George Marzbach first came up with the idea of establishing Zamalek, however the club was not exclusively established for foreigners. Zamalek were a ‘mix’. The club included people from different nationalities, but the nationalities that dominated were: the Belgians, French, and Egyptians.
By 1911, Zamalek were founded under the name of ‘Qasr El-Nil’, which literally means Palace of the Nile. The reason being is that the club’s headquarters was located near the nile. However, two years later, the club moved headquarters and located in the crossroad between 26th of July Street, and Ramses Street.
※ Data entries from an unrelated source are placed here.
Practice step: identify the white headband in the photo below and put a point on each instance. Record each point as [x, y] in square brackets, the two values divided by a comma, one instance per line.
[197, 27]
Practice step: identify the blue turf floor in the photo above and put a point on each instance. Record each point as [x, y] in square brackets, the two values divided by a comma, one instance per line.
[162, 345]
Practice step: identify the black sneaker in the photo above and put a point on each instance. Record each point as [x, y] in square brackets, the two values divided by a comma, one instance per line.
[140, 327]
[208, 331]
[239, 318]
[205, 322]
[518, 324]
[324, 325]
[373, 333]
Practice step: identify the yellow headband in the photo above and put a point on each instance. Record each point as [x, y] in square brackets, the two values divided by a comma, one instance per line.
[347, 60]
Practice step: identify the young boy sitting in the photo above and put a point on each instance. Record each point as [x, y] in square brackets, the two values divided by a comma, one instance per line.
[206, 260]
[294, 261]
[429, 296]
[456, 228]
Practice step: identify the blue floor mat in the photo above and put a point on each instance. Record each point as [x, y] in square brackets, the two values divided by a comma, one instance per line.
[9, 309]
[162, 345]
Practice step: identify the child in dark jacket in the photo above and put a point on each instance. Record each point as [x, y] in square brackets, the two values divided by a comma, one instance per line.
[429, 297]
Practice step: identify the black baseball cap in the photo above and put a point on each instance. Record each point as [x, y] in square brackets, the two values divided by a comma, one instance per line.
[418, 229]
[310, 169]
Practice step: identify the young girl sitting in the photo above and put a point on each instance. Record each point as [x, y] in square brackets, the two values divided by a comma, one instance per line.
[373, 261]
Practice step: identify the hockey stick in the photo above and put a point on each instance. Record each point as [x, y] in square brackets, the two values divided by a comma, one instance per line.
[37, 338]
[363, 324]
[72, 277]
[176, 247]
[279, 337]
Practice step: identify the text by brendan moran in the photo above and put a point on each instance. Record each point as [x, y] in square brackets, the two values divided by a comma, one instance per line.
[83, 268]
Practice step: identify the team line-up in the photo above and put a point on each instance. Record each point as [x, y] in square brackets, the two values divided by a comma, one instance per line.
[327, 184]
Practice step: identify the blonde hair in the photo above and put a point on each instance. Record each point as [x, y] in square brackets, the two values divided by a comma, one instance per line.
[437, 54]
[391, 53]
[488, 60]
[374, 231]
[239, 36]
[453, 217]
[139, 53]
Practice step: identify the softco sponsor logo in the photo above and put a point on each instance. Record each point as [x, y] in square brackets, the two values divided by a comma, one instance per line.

The club then subsequently changed it’s name to ‘Mokhtalat’, which literally means ‘Mixed’.
The question that remains however is how did Zamalek become a great? This lies in the identity of the club itself. If we look at Heliopolis, Gezira, Sporting, or the Italian Tennis Club, all of them never reached the unprecedented heights Zamalek reached despite all being foreign-owned. This lies in the ideology of White Knights itself. When Marzbach and his men gathered to form Zamalek, they wanted to create a superpower capable of being the best in Egypt. They didn’t create a club solely for leisure time.In fact, Zamalek’s second president, Nicolas Arfagi Bianchi, was a Frenchman who played as the club’s first-choice left-winger.
The story that Zamalek’s foreign presidency changed after the 1919 revolution has been deemed apocryphal. Dr. Mohamed Badr Pasha took over after Bianchi’s two year reign, but the club’s policy of a mixed club remained for many years.
The differences in background are enough to create such a rivalry, but the fact is that there are many more events which define the Cairo Derby, for the roots of the rivalry can be portrayed simply by going back in time. Al Ahly were a club established solely for the Egyptians, while Zamalek were established by the Belgian and French contingents living in Egypt.